Ronan had really thought she would lose interest in all these things, but she had not. Her fingers were covered in tiny pinpricks from her attempts to handle a needle and thread, she was sporting a bruise on one of her legs from trying to climb up a coconut tree, she gathered firewood every morning with enthusiasm and without being asked. Even her bed making was improving!

He was reluctantly aware that the princess had that quality that soldiers admired more than any other. They called it “try.” It was a never-say-die, never-quit determination that was worth more in many situations than other attributes like strength and smarts, though in fact the princess had both of those, too, her strength surprising, given her physical size.

Still, busy as he’d tried to keep her, he’d failed to keep her from swimming, though he’d developed his own survival technique for when she donned the lime-green handkerchief she called a bathing suit.

The bathing suit was absolutely astonishing on her.

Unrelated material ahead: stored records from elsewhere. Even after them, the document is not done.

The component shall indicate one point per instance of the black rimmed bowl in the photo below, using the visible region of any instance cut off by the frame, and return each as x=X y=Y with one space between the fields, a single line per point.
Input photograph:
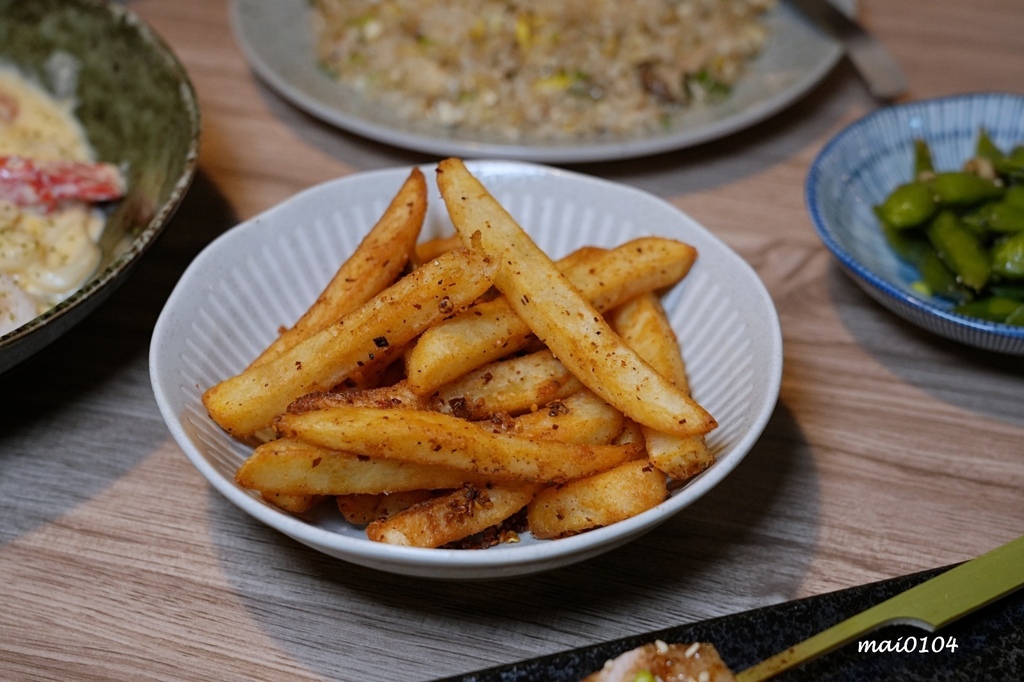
x=138 y=109
x=864 y=162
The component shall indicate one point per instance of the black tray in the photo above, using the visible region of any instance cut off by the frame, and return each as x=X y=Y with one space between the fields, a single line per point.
x=989 y=643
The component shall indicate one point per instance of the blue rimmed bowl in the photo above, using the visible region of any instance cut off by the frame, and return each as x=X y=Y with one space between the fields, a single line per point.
x=861 y=165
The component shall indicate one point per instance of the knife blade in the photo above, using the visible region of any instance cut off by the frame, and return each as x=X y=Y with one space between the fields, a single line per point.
x=884 y=77
x=930 y=605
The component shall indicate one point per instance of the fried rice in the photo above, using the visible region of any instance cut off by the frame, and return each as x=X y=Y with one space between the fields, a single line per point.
x=570 y=69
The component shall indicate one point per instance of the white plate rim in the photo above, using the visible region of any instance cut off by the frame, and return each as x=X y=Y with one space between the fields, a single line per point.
x=458 y=564
x=274 y=73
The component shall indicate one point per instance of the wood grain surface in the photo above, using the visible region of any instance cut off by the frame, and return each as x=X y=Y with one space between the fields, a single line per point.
x=890 y=452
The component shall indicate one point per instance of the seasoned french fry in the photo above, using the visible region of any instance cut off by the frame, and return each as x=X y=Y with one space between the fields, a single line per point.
x=512 y=386
x=643 y=325
x=452 y=517
x=437 y=439
x=249 y=401
x=376 y=263
x=363 y=509
x=491 y=330
x=427 y=251
x=597 y=501
x=393 y=395
x=559 y=315
x=287 y=467
x=582 y=418
x=297 y=504
x=291 y=467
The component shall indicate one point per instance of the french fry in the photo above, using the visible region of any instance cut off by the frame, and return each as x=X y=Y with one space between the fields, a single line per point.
x=376 y=263
x=247 y=402
x=512 y=386
x=427 y=251
x=291 y=467
x=297 y=504
x=436 y=439
x=491 y=330
x=597 y=501
x=582 y=418
x=393 y=395
x=288 y=467
x=559 y=315
x=643 y=325
x=445 y=519
x=363 y=509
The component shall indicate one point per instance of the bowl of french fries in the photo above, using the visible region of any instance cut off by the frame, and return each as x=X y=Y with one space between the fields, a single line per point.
x=467 y=371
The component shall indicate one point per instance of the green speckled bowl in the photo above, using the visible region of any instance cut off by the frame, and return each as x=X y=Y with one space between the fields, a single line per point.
x=138 y=109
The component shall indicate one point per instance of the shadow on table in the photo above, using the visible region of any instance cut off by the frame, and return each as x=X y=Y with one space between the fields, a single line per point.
x=709 y=165
x=340 y=620
x=62 y=435
x=984 y=382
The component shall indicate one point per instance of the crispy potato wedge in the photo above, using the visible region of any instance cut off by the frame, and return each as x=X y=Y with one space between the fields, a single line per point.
x=376 y=263
x=491 y=330
x=597 y=501
x=247 y=402
x=363 y=509
x=392 y=395
x=288 y=466
x=437 y=439
x=513 y=386
x=582 y=418
x=297 y=504
x=445 y=519
x=560 y=316
x=643 y=325
x=427 y=251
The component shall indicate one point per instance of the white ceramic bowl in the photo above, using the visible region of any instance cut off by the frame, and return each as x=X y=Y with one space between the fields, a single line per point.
x=862 y=164
x=267 y=270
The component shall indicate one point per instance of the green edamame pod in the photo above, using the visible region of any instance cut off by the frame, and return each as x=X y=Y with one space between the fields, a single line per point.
x=909 y=245
x=993 y=308
x=1008 y=257
x=1016 y=317
x=1012 y=164
x=1015 y=196
x=1008 y=289
x=937 y=279
x=923 y=166
x=957 y=188
x=961 y=250
x=998 y=217
x=907 y=206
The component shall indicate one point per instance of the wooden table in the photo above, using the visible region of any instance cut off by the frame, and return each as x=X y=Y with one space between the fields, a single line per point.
x=891 y=451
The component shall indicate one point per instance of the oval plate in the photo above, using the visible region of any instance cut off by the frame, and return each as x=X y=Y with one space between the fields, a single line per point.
x=276 y=39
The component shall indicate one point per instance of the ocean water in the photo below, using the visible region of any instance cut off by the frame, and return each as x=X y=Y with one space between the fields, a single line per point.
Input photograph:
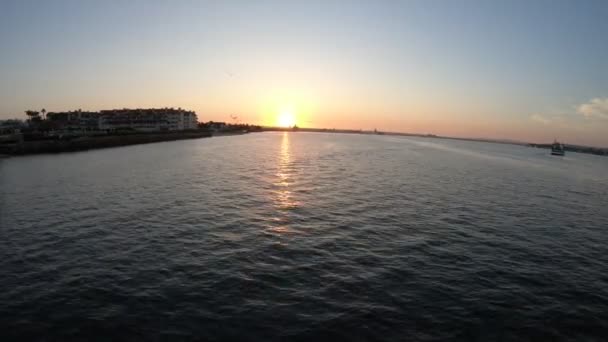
x=305 y=236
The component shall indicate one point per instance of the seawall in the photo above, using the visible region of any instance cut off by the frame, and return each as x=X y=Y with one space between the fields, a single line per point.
x=96 y=142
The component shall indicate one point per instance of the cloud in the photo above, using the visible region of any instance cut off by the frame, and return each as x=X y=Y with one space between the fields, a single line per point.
x=540 y=119
x=596 y=108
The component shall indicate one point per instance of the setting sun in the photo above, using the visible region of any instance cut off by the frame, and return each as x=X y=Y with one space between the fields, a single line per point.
x=286 y=119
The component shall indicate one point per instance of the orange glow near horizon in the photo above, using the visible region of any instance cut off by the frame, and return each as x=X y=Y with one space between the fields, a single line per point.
x=286 y=118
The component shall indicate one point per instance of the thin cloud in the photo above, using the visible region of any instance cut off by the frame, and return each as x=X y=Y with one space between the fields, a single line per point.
x=540 y=119
x=596 y=108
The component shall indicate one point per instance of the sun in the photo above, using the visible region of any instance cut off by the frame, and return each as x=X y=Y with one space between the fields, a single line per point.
x=286 y=119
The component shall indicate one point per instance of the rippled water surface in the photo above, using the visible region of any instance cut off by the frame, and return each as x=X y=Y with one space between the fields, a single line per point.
x=302 y=236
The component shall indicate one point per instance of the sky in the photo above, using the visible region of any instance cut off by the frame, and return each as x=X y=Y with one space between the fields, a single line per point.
x=529 y=70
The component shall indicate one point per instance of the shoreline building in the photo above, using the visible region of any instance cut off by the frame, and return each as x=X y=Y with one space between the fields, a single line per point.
x=142 y=120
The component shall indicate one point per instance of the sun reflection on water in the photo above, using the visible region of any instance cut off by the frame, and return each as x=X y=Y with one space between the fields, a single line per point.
x=283 y=196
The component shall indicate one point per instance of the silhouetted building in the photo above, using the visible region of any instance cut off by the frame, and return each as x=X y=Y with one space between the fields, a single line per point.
x=145 y=120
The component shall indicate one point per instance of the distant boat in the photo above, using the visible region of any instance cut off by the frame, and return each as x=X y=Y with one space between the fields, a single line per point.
x=557 y=149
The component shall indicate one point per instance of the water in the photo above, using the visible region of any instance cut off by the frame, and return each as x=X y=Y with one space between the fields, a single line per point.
x=283 y=236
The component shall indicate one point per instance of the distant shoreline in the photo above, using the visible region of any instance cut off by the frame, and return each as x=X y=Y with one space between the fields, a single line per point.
x=83 y=143
x=570 y=148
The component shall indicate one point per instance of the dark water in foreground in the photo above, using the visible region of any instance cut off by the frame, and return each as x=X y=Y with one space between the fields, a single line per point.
x=279 y=236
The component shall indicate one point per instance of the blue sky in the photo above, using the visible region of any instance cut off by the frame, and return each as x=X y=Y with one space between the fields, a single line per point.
x=529 y=70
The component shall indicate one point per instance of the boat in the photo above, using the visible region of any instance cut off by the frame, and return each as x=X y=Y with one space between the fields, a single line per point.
x=557 y=149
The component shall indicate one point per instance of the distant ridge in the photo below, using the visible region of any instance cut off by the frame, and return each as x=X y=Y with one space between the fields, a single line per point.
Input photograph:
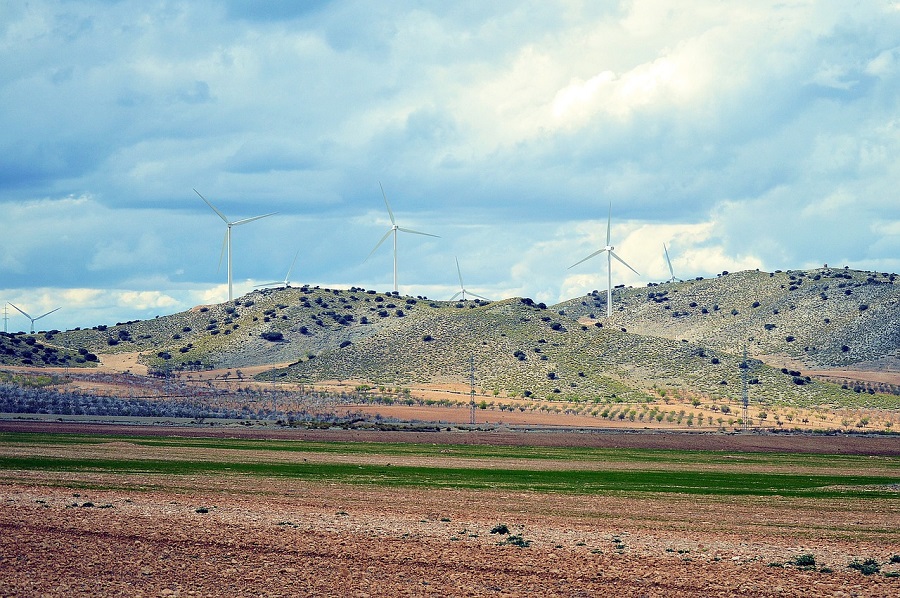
x=685 y=335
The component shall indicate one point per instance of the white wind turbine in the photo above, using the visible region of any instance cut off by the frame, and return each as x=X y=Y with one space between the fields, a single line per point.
x=227 y=242
x=609 y=255
x=462 y=288
x=33 y=320
x=393 y=230
x=669 y=262
x=287 y=282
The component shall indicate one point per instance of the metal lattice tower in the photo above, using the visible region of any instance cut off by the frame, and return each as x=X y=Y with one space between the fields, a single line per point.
x=472 y=390
x=745 y=393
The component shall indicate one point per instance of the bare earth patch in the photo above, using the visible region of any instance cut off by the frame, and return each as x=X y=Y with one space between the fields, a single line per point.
x=232 y=535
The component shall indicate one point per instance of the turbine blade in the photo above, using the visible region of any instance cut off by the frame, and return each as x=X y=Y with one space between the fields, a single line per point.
x=390 y=213
x=222 y=253
x=292 y=267
x=598 y=252
x=668 y=261
x=415 y=232
x=48 y=313
x=246 y=220
x=613 y=253
x=21 y=312
x=377 y=245
x=221 y=215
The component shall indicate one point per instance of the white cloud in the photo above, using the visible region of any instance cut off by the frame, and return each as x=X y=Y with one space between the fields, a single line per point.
x=741 y=134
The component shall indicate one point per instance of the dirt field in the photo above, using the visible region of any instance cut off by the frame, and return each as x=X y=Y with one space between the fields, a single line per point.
x=84 y=533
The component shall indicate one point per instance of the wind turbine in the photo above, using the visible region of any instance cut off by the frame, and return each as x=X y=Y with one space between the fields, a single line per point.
x=462 y=288
x=287 y=282
x=609 y=255
x=393 y=230
x=227 y=241
x=33 y=320
x=669 y=262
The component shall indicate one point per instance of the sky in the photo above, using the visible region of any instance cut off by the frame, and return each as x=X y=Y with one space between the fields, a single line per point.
x=742 y=135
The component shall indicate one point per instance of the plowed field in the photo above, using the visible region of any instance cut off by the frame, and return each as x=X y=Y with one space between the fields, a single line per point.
x=118 y=511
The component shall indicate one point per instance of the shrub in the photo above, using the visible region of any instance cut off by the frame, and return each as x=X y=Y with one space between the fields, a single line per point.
x=867 y=567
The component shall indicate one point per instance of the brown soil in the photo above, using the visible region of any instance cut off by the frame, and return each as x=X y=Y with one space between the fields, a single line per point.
x=142 y=535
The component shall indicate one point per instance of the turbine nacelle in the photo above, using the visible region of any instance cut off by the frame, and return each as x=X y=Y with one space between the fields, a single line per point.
x=395 y=228
x=226 y=243
x=610 y=254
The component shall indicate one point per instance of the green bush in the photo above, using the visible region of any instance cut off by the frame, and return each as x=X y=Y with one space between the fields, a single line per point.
x=867 y=567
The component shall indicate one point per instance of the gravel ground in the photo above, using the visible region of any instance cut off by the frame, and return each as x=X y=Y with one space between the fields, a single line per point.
x=230 y=535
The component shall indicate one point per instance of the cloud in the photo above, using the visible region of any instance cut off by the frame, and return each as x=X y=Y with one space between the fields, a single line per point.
x=741 y=134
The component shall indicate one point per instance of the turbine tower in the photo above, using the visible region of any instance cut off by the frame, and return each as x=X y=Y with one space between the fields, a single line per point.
x=33 y=320
x=462 y=288
x=287 y=282
x=393 y=230
x=669 y=262
x=227 y=242
x=609 y=255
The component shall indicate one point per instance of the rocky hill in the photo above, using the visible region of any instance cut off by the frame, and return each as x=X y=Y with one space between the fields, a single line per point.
x=823 y=318
x=682 y=335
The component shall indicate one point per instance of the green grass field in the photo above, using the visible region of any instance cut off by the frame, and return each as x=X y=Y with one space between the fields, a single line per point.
x=553 y=470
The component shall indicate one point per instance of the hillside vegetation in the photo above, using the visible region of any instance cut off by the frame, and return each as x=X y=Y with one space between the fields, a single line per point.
x=682 y=335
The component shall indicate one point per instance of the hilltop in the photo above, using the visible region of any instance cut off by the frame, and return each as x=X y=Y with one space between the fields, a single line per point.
x=681 y=335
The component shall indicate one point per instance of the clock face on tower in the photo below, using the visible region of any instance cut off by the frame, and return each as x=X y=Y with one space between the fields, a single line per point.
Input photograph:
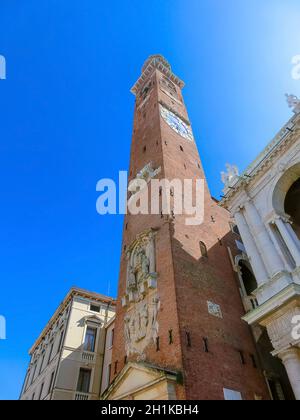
x=176 y=123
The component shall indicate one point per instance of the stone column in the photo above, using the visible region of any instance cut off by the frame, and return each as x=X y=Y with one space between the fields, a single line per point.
x=291 y=360
x=289 y=241
x=267 y=249
x=257 y=264
x=293 y=235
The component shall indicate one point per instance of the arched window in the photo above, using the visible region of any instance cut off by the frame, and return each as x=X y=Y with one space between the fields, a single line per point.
x=203 y=249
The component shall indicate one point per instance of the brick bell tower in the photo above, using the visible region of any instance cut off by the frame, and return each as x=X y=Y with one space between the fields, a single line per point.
x=178 y=331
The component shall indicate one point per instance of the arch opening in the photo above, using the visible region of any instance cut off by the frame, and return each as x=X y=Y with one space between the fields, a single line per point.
x=292 y=205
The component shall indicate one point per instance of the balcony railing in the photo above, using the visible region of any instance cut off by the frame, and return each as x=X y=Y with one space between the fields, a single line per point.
x=88 y=356
x=81 y=396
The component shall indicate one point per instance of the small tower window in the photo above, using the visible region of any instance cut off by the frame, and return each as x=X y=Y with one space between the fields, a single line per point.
x=188 y=339
x=203 y=249
x=205 y=345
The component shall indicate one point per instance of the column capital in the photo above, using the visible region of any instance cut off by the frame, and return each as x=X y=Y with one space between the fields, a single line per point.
x=290 y=354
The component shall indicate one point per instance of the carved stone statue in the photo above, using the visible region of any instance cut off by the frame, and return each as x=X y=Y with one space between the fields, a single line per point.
x=293 y=102
x=131 y=279
x=145 y=263
x=232 y=172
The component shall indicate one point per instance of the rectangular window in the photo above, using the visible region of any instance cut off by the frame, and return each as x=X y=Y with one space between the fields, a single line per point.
x=242 y=357
x=60 y=340
x=108 y=374
x=111 y=340
x=51 y=383
x=42 y=362
x=84 y=381
x=90 y=339
x=41 y=391
x=231 y=395
x=51 y=351
x=95 y=308
x=34 y=372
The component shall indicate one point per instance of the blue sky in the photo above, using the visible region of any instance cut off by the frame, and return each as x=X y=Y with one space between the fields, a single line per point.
x=66 y=119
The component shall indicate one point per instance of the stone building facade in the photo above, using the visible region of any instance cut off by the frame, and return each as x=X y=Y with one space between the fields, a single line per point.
x=265 y=204
x=67 y=358
x=178 y=328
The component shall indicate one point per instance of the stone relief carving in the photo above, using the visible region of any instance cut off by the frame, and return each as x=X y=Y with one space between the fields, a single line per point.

He knew as soon as he saw it that he had been wrong thinking the pink one he’d made her put back would look better, because nothing could look better.

She was pure, one-hundred-percent-female menace in that bathing suit, slenderness and curves in a head-spinning mix. Mercifully, for him, she was shy about wearing it, and got herself to the water’s edge each day before dropping the towel she wrapped herself in.

His survival technique: he went way down the beach and spearfished for dinner while she swam. He kept an eye on her, listened for sounds of distress, kept his distance.

He was quite pleased with his plan, because she was so gorgeous in a bathing suit it could steal a man’s strength as surely as Delilah had stolen Sampson’s by cutting off his hair.

Shoshauna blew some more bubbles at him.

“Cut it out,” he warned her again.

She chuckled, unfortunately, not the least intimidated by him anymore.